Kepala Sekolah Ustaz Waskito saat memberikan materi pertama workshop mengingatkan tentang penguatan ruhiyah. Ustaz Waskito juga memberikan pembinaan tentang penguatan visi, misi, dan renstra untuk meningkatkan mutu sekolah. Visi SDIT Nur Hidayah adalah menjadi sekolah bermutu, berkarakter, dan berbudaya lingkungan.

“Visi sekolah ini diharapkan menjadi penyemangat untuk semakin meningkatkan kemajuan sekolah. Beberapa penghargaan yang diraih SDIT Nur Hidayah menjadi Sekolah Sahabat Keluarga dan Lomba Budaya Mutu Sekolah juga menjadikan cambuk untuk terus berkarya dan berprestasi sebagaimana slogannya ‘Terdepan dalam Kebaikan’,” terang kepala sekolah, seperti dilansir dari portal SDIT Nur Hidayah.

Setelah pembinaan dari kepala sekolah, materi workshop selanjutnya diisi oleh Ustaz Anis Tanwir Hadi tentang arah kebijakan BPH Bidang Pendidikan Yayasan Nur Hidayah tahun 2019/2020, selanjutnya materi tentang kebijakan keuangan SDIT Nur Hidayah yang disampaikan oleh Ustazah Ariyanti.

Analisa SWOT Strategi Peningkatan Mutu Sekolah

Menurut Saifulloh, Muhibbin, dan Hermanto (2012), pada akhir dekade ini banyak institusi pendidikan yang mengadopsi teori manajemen mutu terpadu atau yang lebih dikenal dengan total quality management (TQM), karena teori ini dianggap sangat tepat dalam meningkatkan mutu pendidikan di sekolah. TQM didefinisikan sebagai sebuah pendekatan dalam menjalankan usaha yang berupaya memaksimalkan daya saing melalui penyempurnaan secara terus menerus atas produk, jasa, manusia, proses, dan lingkungan organisasi.

Zamroni (2007) juga menyebutkan bahwa menurut teori ini ada tiga variabel yang menentukan mutu sekolah, yakni kultur sekolah, proses belajar mengajar, dan realitas sekolah. Kultur sekolah merupakan nilai-nilai, kebiasaan-kebiasaan, upacara-upacara, slogan-slogan, dan berbagai perilaku yang telah lama terbentuk di sekolah dan diteruskan dari satu angkatan ke angkatan berikutnya, baik secara sadar maupun tidak.

Kultur ini diyakini memengaruhi perilaku seluruh komponen sekolah, yaitu guru, kepala sekolah, staf administrasi, siswa, dan juga orang tua siswa. Kultur yang kondusif bagi peningkatan mutu akan mendorong perilaku warga ke arah peningkatan mutu sekolah. Sebaliknya, kultur yang tidak kondusif akan menghambat upaya menuju peningkatan mutu sekolah.
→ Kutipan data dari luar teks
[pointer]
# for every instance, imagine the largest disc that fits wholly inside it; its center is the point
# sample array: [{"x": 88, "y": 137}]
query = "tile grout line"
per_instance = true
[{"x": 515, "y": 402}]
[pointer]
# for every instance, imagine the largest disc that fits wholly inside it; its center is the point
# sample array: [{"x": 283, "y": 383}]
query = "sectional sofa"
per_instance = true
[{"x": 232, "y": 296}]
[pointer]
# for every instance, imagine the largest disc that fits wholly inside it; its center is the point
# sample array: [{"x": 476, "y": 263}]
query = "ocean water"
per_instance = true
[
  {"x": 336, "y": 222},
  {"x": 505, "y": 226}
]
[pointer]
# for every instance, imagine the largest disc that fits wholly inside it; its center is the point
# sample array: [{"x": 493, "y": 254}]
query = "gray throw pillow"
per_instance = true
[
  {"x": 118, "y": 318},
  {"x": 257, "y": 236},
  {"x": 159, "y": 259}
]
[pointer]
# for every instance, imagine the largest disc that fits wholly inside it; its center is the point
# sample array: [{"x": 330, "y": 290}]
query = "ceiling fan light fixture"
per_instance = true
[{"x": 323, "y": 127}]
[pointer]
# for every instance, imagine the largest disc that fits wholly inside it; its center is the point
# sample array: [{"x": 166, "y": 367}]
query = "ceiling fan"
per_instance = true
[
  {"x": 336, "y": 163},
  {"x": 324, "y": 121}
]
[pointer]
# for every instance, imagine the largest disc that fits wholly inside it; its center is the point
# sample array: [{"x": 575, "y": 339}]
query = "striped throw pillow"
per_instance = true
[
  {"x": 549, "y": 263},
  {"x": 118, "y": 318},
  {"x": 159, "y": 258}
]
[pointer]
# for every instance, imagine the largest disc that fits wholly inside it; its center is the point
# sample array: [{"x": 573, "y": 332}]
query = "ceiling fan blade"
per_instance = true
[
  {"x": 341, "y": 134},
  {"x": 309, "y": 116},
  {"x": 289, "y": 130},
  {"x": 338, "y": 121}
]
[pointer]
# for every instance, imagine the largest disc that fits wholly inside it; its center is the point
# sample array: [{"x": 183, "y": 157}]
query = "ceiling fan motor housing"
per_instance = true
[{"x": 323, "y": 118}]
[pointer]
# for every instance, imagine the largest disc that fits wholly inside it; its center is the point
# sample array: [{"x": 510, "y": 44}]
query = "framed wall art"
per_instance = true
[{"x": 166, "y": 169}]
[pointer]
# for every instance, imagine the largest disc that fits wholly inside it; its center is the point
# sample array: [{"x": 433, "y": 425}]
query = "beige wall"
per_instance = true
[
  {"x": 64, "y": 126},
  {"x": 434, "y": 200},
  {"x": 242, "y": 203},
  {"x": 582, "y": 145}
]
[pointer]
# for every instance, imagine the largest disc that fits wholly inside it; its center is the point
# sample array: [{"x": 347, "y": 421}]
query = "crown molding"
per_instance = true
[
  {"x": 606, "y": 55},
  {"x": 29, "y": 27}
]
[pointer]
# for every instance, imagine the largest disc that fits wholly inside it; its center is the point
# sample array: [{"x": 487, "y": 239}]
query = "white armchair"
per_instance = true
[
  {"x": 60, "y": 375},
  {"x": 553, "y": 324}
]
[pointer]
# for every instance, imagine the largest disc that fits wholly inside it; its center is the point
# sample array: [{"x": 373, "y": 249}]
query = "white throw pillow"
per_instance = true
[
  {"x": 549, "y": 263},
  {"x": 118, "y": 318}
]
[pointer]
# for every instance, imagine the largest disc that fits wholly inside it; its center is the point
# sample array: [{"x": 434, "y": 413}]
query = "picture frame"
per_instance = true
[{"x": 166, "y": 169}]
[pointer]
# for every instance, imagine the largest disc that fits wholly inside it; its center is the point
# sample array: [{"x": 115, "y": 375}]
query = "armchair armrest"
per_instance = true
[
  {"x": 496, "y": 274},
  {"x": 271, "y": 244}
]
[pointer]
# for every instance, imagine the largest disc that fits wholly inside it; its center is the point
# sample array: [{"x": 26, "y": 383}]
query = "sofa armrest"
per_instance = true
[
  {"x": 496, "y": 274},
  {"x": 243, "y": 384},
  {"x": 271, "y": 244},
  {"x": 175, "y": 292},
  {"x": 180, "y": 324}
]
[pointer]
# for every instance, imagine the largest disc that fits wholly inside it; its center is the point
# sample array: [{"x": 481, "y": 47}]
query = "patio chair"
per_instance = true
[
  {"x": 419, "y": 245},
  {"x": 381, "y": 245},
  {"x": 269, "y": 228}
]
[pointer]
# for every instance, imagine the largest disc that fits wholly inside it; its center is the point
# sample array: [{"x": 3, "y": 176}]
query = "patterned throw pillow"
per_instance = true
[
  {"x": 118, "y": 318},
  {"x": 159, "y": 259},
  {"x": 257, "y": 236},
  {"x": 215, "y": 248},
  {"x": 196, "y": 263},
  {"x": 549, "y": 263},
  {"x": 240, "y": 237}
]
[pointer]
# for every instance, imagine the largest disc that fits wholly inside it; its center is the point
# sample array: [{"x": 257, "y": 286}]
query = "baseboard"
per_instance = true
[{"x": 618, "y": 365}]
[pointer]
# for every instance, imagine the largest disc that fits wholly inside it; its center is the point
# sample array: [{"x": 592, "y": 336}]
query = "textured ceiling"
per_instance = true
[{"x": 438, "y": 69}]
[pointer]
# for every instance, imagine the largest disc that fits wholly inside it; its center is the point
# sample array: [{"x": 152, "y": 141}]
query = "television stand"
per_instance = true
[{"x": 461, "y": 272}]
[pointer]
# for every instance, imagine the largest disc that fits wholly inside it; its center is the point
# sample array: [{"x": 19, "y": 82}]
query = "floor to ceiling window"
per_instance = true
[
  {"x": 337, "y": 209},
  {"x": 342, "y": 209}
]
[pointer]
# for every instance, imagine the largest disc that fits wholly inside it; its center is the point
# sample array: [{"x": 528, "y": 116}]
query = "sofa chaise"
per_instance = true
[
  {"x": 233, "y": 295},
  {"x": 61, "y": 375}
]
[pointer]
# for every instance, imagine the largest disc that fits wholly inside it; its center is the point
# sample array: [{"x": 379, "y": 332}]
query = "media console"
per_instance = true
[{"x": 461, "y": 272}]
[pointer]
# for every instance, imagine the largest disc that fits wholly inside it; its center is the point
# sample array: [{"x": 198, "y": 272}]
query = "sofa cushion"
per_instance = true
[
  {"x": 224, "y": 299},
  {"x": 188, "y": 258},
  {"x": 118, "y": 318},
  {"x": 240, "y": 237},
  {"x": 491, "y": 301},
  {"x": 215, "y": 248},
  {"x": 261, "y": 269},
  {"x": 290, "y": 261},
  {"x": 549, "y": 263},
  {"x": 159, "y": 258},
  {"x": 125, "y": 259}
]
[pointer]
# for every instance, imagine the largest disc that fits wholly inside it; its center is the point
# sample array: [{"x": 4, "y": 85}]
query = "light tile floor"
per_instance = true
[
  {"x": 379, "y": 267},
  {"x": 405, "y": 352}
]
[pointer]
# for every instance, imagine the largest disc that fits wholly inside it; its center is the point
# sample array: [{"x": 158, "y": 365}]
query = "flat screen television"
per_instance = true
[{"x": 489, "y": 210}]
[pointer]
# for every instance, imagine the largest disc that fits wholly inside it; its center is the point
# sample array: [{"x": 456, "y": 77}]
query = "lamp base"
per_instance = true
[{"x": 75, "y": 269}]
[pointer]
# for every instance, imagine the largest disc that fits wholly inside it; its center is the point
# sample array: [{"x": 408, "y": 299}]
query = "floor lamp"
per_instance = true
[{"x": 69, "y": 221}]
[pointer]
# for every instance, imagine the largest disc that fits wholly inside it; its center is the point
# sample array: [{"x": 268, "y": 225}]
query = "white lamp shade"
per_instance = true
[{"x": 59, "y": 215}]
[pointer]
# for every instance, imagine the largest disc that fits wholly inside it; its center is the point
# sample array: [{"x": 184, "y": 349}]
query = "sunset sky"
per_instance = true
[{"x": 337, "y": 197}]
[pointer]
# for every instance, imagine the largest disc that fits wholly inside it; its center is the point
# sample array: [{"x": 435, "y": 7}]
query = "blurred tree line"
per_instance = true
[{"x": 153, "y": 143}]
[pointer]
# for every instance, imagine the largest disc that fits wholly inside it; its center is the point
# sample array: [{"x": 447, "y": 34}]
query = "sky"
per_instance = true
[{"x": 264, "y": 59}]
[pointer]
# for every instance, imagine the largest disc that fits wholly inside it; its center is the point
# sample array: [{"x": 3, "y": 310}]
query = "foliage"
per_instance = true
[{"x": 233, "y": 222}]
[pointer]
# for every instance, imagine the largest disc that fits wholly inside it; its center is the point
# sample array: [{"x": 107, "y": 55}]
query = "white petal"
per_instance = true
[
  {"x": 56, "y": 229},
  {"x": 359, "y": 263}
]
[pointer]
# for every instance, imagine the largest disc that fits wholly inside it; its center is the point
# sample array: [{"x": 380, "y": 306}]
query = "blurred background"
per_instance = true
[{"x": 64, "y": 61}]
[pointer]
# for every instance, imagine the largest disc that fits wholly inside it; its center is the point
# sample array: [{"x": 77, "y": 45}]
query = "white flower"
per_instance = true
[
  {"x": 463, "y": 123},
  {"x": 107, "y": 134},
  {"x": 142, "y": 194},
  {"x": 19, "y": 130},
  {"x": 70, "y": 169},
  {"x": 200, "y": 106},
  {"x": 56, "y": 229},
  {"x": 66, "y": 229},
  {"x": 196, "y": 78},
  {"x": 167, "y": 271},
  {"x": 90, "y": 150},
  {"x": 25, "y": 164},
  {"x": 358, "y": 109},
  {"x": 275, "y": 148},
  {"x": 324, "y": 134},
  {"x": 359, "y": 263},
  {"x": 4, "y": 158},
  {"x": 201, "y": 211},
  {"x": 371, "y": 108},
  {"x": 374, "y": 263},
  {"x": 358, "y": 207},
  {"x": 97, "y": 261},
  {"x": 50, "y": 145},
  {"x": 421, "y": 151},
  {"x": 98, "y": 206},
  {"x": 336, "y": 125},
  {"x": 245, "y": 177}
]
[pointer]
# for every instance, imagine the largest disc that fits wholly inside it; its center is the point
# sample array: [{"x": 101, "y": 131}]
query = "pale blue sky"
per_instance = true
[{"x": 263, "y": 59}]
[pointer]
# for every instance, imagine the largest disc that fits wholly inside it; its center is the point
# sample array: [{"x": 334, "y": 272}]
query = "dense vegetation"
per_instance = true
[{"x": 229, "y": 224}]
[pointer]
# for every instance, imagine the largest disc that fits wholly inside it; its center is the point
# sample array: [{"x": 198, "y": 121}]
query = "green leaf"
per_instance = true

Pendekatan TQM ini pernah dianalisis menggunakan analisa SWOT oleh Purnama dan Prajoko (2017) untuk mengetahui strategi yang layak untuk diterapkan dalam rangka meningkatkan mutu sekolah. Dari hasil analisis tersebut, maka diketahui ada beberapa strategi peningkatan mutu yang layak diterapan di sekolah.

Pertama, Memanfaatkan pencapaian akreditasi A, Sekolah Standar Nasional (SSN), input siswa yang bagus, banyaknya peserta didik yang berprestasi di bidang non akademik dan jumlah lulusan yang sudahn 100 persen untuk meningkatkan opini masyarakat bahwa sekolah ini memiliki keunggulan dan bermutu. Kedua, mendayagunakan banyaknya guru yang sudah S1 dan S2 untuk memenuhi tuntutan guru profesional. Ketiga, memanfaatkan ketersediaan perpustakaan untuk meningkatkan minat baca siswa dan menambah koleksi buku melalui kerja sama dengan pihak lain. Keempat, menggunakan fasilitas internet untuk mencari dan menambah bahan ajar sehingga pembelajaran yang dilakukan guru lebih menarik.